No resulta difícil explicarse, entonces, por qué muchas palabras quedan cojas y no transmiten lo que alguien quiere, pues esto es debido, algunas veces, a que caemos en la rutina e incurrimos en una pobreza de lenguaje que, para empezar, conduce a una repetición indeseable de palabras, cuando hay sinónimos y un caudal de vocablos que pueden ayudarnos a ser más precisos.
Es Chris Anderson quien, en su libro Charlas TED, convoca a la reflexión y quien nos recuerda que las palabras sí importan en el ejercicio de comunicar, ya sea de manera escrita o verbal. Pero el director de TED se lamenta: “Hay coaches especializados en hablar en público que minimizan la importancia del lenguaje”.
El autor de la obra cuya portada anuncia que es “la guía oficial de TED para hablar en público” y que promete “todos los secretos de las charlas TED para comunicar tus ideas y generar impacto” atribuye esa inclinación de los coaches a los resultados de la investigación publicada en 1967 por Albert Mehrabian.
Y es que, en efecto, según aquel profesor, solo 7 por ciento de la eficacia de la comunicación se debe al lenguaje, mientras que 38 por ciento tiene que ver con el tono de voz y 55 por ciento, con el lenguaje corporal, lo que tuvo la desafortunada consecuencia de conceder mayor importancia al carisma y las formas que a las propias palabras.
Conviene, para dejar más en claro la idea, citar textualmente la explicación de Anderson:
“Por desgracia, se trata de una interpretación completamente errónea de los hallazgos de Mehrabian. Sus experimentos se centraron sobre todo en descubrir cómo se comunicaba la emoción. Así, por ejemplo, comprobaba qué ocurría si alguien decía ‘es bueno’ pero lo hacía en un tono de voz airado, o acompañando sus palabras de un lenguaje corporal amenazador”.
Y así prosigue el autor de esta obra tan recomendable para aquellos que gustan de hablar en público (incluyendo a los agentes, pues contiene una interesantísima serie de consejos en materia de persuasión) o escribir:
“Y sí, sin duda, en esas circunstancias las palabras no cuentan demasiado.

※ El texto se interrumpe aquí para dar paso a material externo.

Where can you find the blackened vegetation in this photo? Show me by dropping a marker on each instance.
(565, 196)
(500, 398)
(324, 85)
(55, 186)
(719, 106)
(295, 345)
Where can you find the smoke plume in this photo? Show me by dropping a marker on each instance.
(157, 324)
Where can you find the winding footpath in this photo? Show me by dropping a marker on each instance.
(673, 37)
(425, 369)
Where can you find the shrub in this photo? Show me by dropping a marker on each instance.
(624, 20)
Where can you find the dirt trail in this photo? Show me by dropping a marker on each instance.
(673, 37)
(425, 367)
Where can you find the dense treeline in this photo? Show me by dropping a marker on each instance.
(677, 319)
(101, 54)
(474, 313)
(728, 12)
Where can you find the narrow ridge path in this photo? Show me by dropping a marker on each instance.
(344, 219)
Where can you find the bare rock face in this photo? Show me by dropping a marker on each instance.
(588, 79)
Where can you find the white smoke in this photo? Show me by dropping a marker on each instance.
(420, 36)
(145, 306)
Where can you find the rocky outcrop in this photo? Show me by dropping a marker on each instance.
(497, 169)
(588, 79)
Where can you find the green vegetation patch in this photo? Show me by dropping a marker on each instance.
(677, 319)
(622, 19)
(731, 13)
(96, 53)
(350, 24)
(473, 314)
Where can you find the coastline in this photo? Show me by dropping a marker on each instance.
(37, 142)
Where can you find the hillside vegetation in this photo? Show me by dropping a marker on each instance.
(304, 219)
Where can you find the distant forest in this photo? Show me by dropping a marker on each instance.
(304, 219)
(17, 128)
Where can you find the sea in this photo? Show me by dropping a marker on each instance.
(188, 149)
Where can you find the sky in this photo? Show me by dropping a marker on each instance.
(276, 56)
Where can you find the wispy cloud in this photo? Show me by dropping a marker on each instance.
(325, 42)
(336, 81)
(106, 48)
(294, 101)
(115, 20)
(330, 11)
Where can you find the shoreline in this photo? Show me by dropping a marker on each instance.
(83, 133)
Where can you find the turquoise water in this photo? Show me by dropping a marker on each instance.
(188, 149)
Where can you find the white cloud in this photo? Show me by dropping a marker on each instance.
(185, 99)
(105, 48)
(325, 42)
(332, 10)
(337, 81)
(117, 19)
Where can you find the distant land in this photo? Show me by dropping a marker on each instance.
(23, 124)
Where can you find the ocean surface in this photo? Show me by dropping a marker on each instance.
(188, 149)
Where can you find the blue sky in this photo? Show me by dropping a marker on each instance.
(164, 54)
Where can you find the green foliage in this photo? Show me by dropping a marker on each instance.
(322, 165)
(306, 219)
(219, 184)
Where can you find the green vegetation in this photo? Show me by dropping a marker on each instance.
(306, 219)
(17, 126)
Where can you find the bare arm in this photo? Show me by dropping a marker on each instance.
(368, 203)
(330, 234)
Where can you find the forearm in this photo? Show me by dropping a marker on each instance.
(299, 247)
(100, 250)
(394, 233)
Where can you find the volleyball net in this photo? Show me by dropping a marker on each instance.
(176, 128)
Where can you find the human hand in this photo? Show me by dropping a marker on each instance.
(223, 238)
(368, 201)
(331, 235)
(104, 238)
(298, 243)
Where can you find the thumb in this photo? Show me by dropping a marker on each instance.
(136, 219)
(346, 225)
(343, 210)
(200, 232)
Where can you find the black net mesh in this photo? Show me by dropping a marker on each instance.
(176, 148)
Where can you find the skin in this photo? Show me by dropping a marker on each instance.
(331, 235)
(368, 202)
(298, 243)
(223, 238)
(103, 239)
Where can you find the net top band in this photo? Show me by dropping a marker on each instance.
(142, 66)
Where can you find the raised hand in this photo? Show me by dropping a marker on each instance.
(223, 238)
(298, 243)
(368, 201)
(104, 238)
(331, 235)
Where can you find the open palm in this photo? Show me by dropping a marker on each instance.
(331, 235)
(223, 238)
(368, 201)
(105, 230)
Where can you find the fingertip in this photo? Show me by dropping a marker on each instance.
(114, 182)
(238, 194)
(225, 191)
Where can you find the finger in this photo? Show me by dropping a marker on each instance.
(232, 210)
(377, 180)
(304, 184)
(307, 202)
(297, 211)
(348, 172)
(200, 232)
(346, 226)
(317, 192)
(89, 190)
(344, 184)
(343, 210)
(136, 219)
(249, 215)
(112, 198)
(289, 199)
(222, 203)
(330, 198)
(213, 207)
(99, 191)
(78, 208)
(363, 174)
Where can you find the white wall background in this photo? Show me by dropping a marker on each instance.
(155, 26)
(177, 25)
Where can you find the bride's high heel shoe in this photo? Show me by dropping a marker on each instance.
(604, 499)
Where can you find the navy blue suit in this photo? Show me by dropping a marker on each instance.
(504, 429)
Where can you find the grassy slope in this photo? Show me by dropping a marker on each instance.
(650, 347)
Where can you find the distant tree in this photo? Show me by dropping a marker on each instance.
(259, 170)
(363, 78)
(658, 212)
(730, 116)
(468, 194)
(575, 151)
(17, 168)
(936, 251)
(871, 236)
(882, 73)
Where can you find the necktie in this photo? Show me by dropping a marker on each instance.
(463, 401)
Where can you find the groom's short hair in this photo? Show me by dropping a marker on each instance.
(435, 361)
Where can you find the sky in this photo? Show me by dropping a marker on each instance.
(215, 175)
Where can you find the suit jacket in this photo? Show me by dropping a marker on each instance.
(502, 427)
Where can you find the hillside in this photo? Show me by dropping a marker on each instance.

Pero es absurdo aplicar eso al lenguaje hablado en general”. Y añade esto para tratar de desterrar la equivocada interpretación que se ha hecho desde hace mucho tiempo de las tesis de aquel autor: “Mehrabian está tan cansado de que su investigación se aplique mal que su sitio web contiene un párrafo destacado en negrita suplicando a la gente que no lo haga”.
Obviamente, el escritor de Charlas TED reconoce que comunicar la emoción es importante y que, en el caso de las charlas, el tono de voz y el lenguaje corporal sí importan mucho, aunque resalta que “sustancialmente, una charla depende sobre todo de las palabras”.
Anderson describe: son las palabras las que cuentan una historia, construyen una idea, explican lo complejo, defienden con razones o realizan un llamado a la acción convincente. Por ello, simplemente, nuestro autor llama a no dejarse arrastrar por una mala interpretación y poner más atención a las palabras.
Conforme recorremos las páginas del libro (editado por Paidós Empresa), encontramos que las palabras adquieren un peso especial cuando son correctamente seleccionadas y no caemos en la pereza de olvidarnos del receptor de eso que escribimos o, peor aún, en la infructuosa búsqueda de sinónimos que no lo son.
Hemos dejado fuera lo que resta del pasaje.